Although the cost of borrowing is far higher than it was a year ago, it has dropped since peaking in October as cooling inflation has tempered expectations of how long the Fed will have to keep interest rates high.

This is despite the central bank’s insistence that it will keep interest rates elevated until it reaches its target 2 per cent inflation rate. Treasury yields have fallen as investors bet that interest rates will peak at around 5 per cent in June, bringing yields on corporate debt lower too.

“If the 10-year Treasury stays at these levels for an extended period of time, you will see more issuance come to market. And it’s not just lower levels, it is lower volatility. The more volatility there is in rates, the less corporate issuance,” said Will Smith, director of US high-yield credit at AllianceBernstein.

Issuance is typically high in January, because demand is lower in December as many investors go on vacation. December was particularly slow in 2022 because the holidays were immediately preceded by a high-stakes Fed meeting at which the central bank changed the pace of its monetary tightening.

In the minutes from its December meeting released this week, Fed officials warned that “unwarranted easing in financial conditions, especially if driven by a misperception by the public of the committee’s reaction function, would complicate the committee’s effort to restore price stability”.

Several of the issuers this week, including Société Générale and UBS, had initially begun to feel out interest at the beginning of December only to find an extremely slow market, according to a credit investor who wished to remain anonymous because of the confidential nature of the discussions.

The majority of issuance this week was investment grade, with notable offerings from foreign banks with big businesses in the US and just one high-yield offering from Ford, which ranks high on the spectrum of junk ratings.

John McClain, a high-yield portfolio manager at Brandywine Global, said he had low expectations of more high-yield issuance in the coming weeks as the magnitude of the Fed’s next interest rate increase at the end of January is unclear.

“High-yield borrowers are more sensitive to interest rate increases, and so if you don’t have to come to market, you are probably playing a bit of a waiting game,” he said.

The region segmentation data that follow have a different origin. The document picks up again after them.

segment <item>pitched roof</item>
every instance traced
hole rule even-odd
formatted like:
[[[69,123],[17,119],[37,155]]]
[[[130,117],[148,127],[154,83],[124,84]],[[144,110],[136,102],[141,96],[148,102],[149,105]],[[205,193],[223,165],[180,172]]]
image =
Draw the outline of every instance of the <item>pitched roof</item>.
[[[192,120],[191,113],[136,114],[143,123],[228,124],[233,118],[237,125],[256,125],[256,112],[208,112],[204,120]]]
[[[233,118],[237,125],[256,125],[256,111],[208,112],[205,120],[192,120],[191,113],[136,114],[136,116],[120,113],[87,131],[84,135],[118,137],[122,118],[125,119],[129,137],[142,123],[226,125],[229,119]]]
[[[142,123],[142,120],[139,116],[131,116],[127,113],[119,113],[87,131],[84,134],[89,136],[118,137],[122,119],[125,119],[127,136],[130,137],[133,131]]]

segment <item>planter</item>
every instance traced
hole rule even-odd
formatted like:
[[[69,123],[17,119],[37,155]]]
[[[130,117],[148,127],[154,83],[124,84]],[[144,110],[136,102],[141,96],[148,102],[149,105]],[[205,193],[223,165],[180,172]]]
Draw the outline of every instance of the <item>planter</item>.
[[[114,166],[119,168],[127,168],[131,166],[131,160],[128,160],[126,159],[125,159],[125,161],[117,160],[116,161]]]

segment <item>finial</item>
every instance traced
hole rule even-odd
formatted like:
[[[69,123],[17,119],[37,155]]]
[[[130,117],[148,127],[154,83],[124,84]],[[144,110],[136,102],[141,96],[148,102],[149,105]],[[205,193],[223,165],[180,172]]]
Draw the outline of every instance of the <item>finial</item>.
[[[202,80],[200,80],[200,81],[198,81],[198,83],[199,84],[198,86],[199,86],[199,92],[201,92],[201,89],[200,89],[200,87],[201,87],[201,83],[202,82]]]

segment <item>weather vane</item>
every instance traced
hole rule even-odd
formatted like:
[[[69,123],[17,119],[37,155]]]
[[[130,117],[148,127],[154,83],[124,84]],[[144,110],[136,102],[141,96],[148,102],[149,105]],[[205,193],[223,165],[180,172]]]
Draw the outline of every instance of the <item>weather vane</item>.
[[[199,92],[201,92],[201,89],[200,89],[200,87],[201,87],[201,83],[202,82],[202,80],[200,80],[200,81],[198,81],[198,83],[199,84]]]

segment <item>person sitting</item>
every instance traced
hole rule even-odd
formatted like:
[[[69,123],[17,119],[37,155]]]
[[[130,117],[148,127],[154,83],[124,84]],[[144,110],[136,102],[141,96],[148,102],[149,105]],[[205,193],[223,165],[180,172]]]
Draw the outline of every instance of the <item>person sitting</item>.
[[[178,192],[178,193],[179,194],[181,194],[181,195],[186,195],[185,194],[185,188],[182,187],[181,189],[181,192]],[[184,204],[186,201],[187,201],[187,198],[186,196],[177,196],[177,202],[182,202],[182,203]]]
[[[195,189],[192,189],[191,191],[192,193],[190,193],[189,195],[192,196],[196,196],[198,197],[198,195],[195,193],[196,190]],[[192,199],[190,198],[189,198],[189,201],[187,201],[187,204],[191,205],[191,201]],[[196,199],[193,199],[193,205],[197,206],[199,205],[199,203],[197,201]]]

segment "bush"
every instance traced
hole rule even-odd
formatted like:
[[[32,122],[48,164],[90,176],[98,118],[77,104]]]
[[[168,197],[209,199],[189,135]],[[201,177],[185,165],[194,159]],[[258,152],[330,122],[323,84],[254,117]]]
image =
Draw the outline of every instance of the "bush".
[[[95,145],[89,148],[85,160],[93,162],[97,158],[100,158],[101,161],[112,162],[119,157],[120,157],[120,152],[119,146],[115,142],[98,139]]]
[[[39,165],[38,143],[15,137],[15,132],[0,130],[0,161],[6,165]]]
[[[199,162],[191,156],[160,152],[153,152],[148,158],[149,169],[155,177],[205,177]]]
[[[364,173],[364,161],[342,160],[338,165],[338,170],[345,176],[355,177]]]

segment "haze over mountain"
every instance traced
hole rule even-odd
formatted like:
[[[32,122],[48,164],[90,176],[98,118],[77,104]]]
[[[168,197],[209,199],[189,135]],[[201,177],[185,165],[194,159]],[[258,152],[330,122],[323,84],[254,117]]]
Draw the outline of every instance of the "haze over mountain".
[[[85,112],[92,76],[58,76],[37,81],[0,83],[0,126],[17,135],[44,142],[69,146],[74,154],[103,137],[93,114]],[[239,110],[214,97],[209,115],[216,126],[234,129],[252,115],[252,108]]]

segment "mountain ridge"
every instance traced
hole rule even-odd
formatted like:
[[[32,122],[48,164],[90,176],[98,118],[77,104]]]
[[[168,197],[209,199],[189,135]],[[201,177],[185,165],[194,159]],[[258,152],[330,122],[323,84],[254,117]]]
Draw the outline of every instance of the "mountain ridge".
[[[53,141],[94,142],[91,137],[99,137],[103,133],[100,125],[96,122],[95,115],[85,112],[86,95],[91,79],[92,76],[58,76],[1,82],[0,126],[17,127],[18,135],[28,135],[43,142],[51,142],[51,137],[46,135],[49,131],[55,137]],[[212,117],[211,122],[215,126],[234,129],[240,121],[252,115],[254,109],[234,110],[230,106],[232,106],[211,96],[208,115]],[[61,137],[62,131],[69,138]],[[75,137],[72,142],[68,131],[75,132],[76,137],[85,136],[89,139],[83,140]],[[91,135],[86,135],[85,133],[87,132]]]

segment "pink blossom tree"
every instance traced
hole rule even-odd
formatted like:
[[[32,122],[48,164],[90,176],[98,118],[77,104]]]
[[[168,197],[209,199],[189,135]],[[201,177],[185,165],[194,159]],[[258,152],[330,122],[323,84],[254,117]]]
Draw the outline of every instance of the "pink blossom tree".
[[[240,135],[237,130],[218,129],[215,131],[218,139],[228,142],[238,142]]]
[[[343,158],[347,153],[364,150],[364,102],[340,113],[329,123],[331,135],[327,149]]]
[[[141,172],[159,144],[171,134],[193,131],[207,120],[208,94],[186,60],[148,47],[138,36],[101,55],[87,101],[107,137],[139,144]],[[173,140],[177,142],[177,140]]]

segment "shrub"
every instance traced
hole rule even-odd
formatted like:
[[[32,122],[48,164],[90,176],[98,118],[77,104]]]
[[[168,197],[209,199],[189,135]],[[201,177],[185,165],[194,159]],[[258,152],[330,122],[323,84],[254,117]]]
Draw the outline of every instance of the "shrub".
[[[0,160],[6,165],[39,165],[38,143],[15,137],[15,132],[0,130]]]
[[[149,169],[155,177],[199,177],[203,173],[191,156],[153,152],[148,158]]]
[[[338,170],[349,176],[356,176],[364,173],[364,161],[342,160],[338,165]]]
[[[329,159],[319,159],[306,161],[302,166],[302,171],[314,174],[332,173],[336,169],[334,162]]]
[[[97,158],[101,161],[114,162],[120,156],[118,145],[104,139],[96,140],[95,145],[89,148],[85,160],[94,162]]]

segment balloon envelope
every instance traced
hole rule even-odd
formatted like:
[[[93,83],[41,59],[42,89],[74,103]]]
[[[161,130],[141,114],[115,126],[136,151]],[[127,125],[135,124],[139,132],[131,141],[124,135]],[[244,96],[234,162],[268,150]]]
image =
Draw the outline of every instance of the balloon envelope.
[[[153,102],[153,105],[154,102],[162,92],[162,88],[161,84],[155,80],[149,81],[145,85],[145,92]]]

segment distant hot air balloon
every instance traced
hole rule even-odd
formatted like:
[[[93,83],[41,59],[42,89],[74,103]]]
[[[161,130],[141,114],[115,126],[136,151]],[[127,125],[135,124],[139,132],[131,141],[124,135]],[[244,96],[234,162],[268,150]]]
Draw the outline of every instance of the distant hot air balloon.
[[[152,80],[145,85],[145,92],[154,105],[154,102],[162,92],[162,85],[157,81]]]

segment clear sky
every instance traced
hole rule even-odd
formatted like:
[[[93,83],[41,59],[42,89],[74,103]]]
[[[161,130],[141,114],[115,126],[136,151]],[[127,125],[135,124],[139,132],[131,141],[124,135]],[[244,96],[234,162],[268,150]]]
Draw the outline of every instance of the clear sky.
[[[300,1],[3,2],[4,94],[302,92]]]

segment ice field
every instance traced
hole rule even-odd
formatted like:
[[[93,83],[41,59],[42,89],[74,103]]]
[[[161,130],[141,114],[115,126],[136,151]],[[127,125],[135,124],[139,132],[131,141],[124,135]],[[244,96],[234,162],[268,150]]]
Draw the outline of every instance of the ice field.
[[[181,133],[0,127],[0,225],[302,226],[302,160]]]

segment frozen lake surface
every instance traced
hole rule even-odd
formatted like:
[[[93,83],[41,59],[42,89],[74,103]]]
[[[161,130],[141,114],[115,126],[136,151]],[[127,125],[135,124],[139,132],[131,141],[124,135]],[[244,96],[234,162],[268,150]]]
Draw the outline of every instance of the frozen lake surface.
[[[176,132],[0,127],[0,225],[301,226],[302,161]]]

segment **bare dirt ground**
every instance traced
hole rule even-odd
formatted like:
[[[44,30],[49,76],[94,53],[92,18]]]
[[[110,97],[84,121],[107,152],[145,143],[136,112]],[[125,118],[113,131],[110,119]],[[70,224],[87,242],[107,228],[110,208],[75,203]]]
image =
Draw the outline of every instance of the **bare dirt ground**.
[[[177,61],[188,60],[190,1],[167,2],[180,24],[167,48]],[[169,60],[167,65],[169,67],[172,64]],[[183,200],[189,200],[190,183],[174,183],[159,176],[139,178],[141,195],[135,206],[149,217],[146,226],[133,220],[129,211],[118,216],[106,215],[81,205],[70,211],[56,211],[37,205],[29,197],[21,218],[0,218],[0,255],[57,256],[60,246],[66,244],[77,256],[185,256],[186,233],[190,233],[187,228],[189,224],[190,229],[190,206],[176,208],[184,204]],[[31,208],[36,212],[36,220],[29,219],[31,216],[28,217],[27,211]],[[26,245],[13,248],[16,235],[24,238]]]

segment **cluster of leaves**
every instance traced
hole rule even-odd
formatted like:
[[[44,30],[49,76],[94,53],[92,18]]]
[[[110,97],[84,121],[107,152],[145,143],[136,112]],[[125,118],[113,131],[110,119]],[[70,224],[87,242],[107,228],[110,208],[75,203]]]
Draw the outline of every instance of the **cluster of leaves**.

Corporate yields have fallen further than those on Treasuries, with the difference between the two — the premium that investors demand to hold riskier corporate bonds over risk-free Treasuries — also shrinking since October. That is typically an indication that investors see lower risk of default, suggesting some have scaled back their expectations for the magnitude of the slowdown in the US economy this year.

“The credit market is clearly telling the equity market: we don’t see a recession, and if we do see one, it will be a mild one,” said Andy Brenner, head of international fixed income at NatAlliance Securities.

But some investors who are persuaded that a recession is coming argued that the lower premiums companies were paying to borrow were not enticing enough for investors, even in the investment-grade market where the risk of default is much lower.

“Spreads are very tight for where we are in the economic cycle, so you need to be selective,” said Monica Erickson, head of investment-grade credit at DoubleLine Capital, who said that of the 34 deals on Wednesday and Thursday, she participated in two.

“Obviously, other people are buying because the deals are getting done, but we’re being very selective in what we buy.”